I few years ago I did a photographic project documenting the amazing diversity of wildlife that lives in the Basin.  I saw all the estuary staples like whiting, bream, flathead, blue swimmer and fiddler crabs, but the more I looked the more wildlife came to light.  My two favourites were the Southern Dumpling Squid, a tiny predator that roams the submerged mangrove roots at night hunting for shrimp and unwary fish, and the Sea Hare, a strangely charismatic ‘sea slug’ that emits a cloud of purple dye if disturbed.  

The project can be viewed (I’d suggest as a slideshow, look for the ‘triangle in a box’ symbol) at

It is against this somewhat less than objective backdrop that I’ve been watching with increasing horror as the once magnificent mangroves of the Basin have turned into stark white skeletons over the last year.  It is hard to tell from water level, but I’d estimate that as much as 40% of the mangrove forest has died over this time.  It’s not just the young or old trees, with individuals of all sizes going and both of the local mangrove species.  When I put on a mask, the scale of the problem simply increases, with once extensive seagrass beds smothered by mobile sands along with the muddy banks that attracted blennies, gobies and even the occasional mud crab. 

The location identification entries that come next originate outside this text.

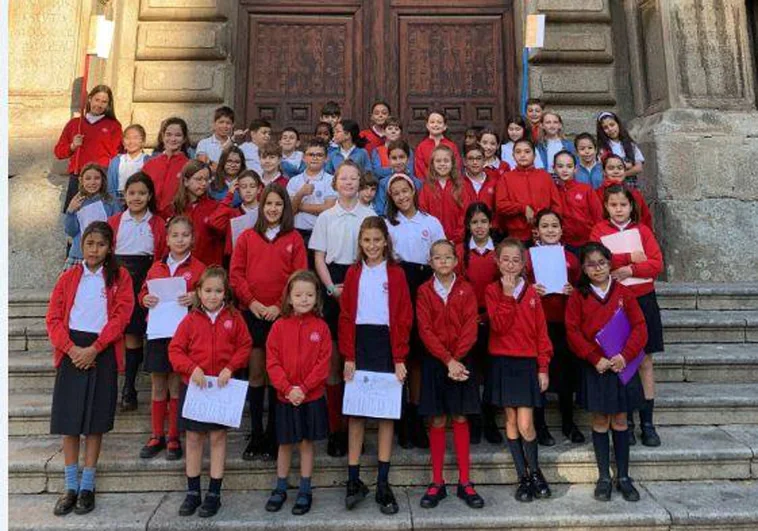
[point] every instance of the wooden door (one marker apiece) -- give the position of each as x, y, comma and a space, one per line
458, 55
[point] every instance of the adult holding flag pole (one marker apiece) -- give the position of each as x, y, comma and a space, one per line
94, 135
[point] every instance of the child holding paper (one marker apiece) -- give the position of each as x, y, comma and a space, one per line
563, 370
637, 269
299, 352
521, 351
374, 296
447, 320
589, 309
164, 381
212, 340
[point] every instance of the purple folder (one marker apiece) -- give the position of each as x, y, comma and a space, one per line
612, 339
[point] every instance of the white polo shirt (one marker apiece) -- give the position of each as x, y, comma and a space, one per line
336, 232
412, 238
322, 184
373, 296
90, 310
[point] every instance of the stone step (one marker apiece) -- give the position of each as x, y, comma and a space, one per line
663, 506
688, 453
676, 404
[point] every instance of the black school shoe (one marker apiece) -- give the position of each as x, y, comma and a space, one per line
434, 494
85, 503
470, 496
65, 503
356, 493
386, 499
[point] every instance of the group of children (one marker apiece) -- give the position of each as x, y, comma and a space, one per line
357, 253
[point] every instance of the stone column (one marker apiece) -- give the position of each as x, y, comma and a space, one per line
699, 131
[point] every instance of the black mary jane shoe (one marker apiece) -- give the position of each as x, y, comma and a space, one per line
386, 499
85, 503
65, 503
276, 500
190, 504
628, 491
434, 494
470, 496
302, 504
211, 505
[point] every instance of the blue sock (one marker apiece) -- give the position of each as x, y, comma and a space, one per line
88, 479
72, 477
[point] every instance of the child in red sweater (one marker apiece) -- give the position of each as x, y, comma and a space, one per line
589, 309
299, 352
521, 352
446, 312
638, 271
211, 341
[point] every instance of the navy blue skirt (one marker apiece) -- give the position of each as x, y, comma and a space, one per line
512, 382
306, 422
84, 401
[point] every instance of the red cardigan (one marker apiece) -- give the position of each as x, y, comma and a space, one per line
650, 268
260, 268
586, 315
441, 204
520, 188
517, 326
298, 353
157, 226
191, 271
423, 155
120, 303
211, 346
400, 308
102, 142
448, 330
581, 210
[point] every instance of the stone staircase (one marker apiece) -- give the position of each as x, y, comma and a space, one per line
702, 477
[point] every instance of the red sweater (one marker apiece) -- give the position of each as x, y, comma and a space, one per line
198, 342
400, 308
260, 268
645, 217
423, 155
166, 173
441, 204
586, 315
581, 210
520, 188
191, 271
157, 226
448, 330
298, 353
120, 302
650, 268
517, 326
554, 304
102, 142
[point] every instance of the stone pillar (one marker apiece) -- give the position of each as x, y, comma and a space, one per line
699, 131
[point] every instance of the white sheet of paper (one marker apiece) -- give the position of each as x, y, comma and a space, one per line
166, 316
626, 241
373, 394
243, 222
89, 213
220, 405
549, 263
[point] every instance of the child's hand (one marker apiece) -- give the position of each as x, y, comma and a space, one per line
198, 377
151, 301
400, 371
544, 381
223, 377
349, 371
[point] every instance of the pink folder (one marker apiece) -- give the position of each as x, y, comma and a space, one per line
612, 339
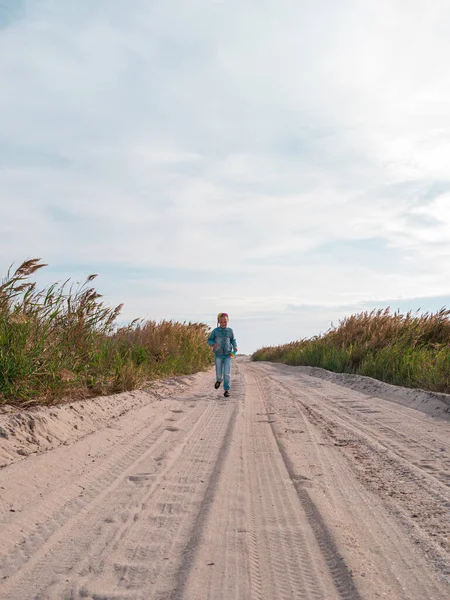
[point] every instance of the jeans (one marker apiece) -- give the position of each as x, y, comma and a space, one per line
223, 371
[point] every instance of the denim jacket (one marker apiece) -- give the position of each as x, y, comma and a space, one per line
225, 340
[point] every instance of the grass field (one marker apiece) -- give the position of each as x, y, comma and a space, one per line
62, 341
412, 350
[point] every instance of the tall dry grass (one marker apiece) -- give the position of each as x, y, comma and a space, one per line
412, 350
62, 341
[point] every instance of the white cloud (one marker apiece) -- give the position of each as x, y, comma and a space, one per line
299, 148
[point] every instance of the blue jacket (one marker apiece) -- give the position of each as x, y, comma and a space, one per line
225, 340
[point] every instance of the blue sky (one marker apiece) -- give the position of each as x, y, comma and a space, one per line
286, 161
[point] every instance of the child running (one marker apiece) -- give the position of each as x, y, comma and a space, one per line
223, 343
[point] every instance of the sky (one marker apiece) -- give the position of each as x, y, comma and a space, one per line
285, 161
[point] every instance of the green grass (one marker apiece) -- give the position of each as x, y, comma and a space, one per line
63, 342
410, 350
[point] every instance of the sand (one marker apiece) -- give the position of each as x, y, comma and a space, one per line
303, 484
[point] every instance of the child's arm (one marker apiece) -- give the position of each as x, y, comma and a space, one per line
212, 339
233, 341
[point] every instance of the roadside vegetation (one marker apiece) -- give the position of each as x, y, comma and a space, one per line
410, 350
62, 342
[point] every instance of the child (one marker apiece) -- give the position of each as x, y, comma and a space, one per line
223, 343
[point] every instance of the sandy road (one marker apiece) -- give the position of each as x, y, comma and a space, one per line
294, 488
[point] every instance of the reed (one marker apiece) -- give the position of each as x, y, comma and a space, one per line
412, 350
63, 342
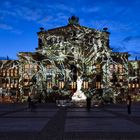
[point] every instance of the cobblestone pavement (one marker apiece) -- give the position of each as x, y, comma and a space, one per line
49, 122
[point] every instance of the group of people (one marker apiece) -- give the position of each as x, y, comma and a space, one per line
88, 103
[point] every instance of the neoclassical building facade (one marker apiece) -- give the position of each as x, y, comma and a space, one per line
63, 54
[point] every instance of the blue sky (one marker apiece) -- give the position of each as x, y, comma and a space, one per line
21, 20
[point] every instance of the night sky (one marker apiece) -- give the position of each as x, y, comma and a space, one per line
20, 20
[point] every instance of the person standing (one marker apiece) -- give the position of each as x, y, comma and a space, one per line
129, 101
29, 100
88, 103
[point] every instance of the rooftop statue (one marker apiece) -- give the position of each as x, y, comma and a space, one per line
73, 20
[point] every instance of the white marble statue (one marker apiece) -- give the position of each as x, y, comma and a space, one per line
79, 95
79, 83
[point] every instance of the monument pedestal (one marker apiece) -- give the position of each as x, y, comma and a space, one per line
79, 99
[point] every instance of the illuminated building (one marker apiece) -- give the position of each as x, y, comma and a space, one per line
70, 51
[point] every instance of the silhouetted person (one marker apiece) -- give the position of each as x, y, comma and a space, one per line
29, 100
88, 103
129, 104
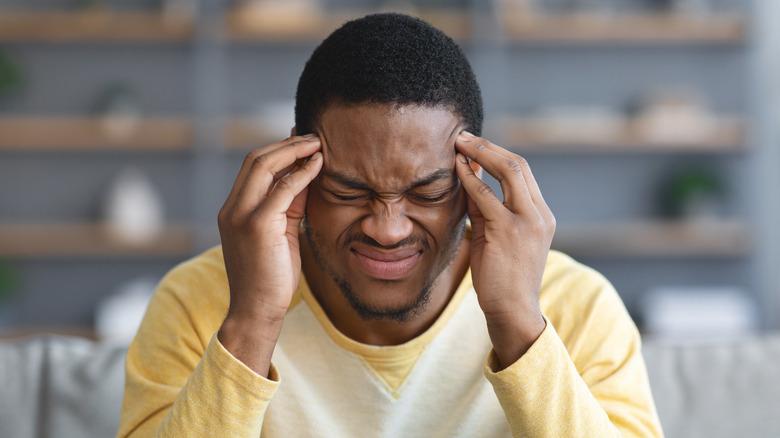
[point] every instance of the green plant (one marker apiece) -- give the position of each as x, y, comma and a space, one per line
11, 74
692, 186
9, 280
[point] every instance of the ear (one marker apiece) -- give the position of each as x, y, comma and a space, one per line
476, 168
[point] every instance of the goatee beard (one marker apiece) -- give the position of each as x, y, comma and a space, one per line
364, 310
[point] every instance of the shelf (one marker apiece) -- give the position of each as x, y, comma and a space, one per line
632, 29
64, 27
277, 25
93, 133
716, 239
526, 135
244, 134
23, 241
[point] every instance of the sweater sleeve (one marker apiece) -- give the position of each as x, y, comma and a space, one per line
585, 375
180, 380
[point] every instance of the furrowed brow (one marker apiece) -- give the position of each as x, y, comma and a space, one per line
433, 177
347, 181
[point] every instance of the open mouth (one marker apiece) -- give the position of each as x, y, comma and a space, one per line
386, 265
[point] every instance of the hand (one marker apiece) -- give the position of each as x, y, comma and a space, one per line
258, 225
510, 243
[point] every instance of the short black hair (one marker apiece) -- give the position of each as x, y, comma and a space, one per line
388, 58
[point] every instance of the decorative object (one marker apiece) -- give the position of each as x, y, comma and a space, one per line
274, 118
694, 193
91, 4
176, 11
119, 111
673, 117
133, 209
687, 313
11, 74
577, 124
9, 284
281, 17
118, 316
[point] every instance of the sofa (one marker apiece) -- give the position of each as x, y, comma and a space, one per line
55, 386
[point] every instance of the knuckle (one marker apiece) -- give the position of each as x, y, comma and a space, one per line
484, 190
223, 215
286, 182
513, 166
260, 160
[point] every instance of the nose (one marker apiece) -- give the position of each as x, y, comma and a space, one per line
388, 223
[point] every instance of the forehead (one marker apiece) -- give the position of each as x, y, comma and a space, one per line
388, 143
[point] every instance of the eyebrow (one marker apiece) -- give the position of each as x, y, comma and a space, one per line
342, 178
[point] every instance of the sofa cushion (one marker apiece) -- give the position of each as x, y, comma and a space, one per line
718, 389
55, 386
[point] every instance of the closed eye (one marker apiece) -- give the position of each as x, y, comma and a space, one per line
429, 199
348, 197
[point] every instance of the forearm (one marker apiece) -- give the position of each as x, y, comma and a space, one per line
251, 340
543, 395
221, 396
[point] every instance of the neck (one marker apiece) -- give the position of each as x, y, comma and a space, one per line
382, 331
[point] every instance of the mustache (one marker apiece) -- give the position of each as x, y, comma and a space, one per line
411, 240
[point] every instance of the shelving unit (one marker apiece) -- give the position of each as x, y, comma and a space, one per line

The thing that shocks me most about the apparent collapse of this once productive system is that it has happened so quickly.  NPA has contacted NPWS and the wetland scientists in the Department of Planning, Industry and Environment asking for an urgent investigation.  There are a few obvious candidates for the massive dieback, including browsing of mangrove foliage by the feral Rusa Deer that infest the park, the change in channel patterns that was triggered by the major storms earlier in 2020, or excessive heating of the shallow waters during last summer’s record-breaking heatwaves.  I suspect that the heat waves basically cooked the forest, with the others acting as contributing factors, but the issue clearly warrants careful investigation.

It is entirely possible that the ecosystem collapse that is happening at the Basin is purely a matter of local factors that have little or no implications for the rest of our protected areas.  I genuinely hope that such proves to be the case.  Unfortunately, if there is anything the last summer told us, it is that the world is changing, and we cannot assume our climate, weather and environment will remain stable. 

This suggests a new type of vigilance by NPA members.  We need to be alert for more than the development proposals, poor practices or outright vandalism that degrades our parks and reserves, and keep an eye out for the ‘intact’ places that are showing signs of ecological damage or even collapse.  It is not a joyful task, yet identifying the local manifestations of climate change is incredibly important.  It helps to reinforce the momentum towards global action, and also offers the opportunity to enact local actions to mitigate or adapt to the emerging problems.  Adaptation is not an excuse for global inaction, but it will prove essential for the survival of many precious places.